An Schlaf war nach diesen Bildern nicht mehr zu denken. Ich hatte vor einigen Tagen begonnen ein Traumtagebuch zu führen. Es mag vielleicht albern klingen, aber mir war als würde es meiner Traumwelt eine gewisse Struktur verleihen. Aus wirren Fantasien wurden niedergeschriebene Worte. Den Traum dieser Nacht hatte ich nun schon zum fünften Mal. Was hatte das bloß zu bedeuten?

Mein Blick fiel auf den Wecker, welcher 05:36 Uhr anzeigte. Da ich bereits um 6 Uhr früh aufstehen musste um pünktlich in die Schule zu kommen, versuchte ich gar nicht erst wieder einzuschlafen. Stattdessen richtete ich mich in eine sitzende Position auf und rieb mir über die Augen. Mein Blick schweifte durch mein Zimmer. Es war wirklich nichts Besonderes, apfelgrüne Wände und dunkle Holzmöbel. Um etwas frische Luft ins Zimmer zu lassen, begab ich mich auf den Weg zum Fenster. Das Licht der Straßenlaterne vor unserem Haus, fiel durch die Öffnungen der halb heruntergelassenen Jalousie herein womit der Raum in ein fast schon gespenstisches Licht getaucht wurde. Meine Hand näherte sich dem Fenstergriff um das kleine Tor zur Außenwelt zu öffnen. Kurz darauf strömte die kühle Luft ins Zimmer. Oh ja, der Winter war eindeutig im Anmarsch. Zwar ließ mich die eisige Luft frösteln, dennoch genoss ich sie, da sie vermochte meine Lebensgeister zu wecken und jede Spur von Müdigkeit zu vertreiben.
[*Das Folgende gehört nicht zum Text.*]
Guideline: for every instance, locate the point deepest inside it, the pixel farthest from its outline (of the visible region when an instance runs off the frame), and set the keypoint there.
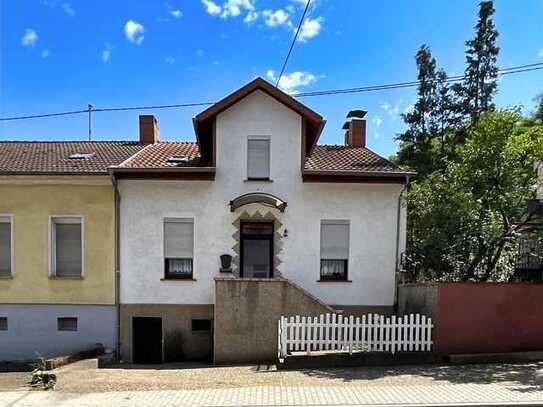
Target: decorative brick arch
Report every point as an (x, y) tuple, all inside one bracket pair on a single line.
[(258, 213)]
Der Klang von aneinander klappernden Tellern lockte mich aus meinem Zimmer. Ich trat auf den Flur hinaus und beschleunigte meine Schritte, da mir der Geruch von Kakao in die Nase stieg. Unsere offene Küche war mit weiß lackiertem Holz ausgestaltet und direkt mit dem Esszimmer verbunden. Grandma begrüßte mich mit einem Becher Kakao in der Hand, welchen ich ihr dankend abnahm. Meine Füße trugen mich zu meinem Platz an unserem großen gläsernen Esstisch. Auf meinem Platzdeckchen war bereits ein Teller mit einem Brötchen, welches mit Erdbeermarmelade bestrichen war platziert worden.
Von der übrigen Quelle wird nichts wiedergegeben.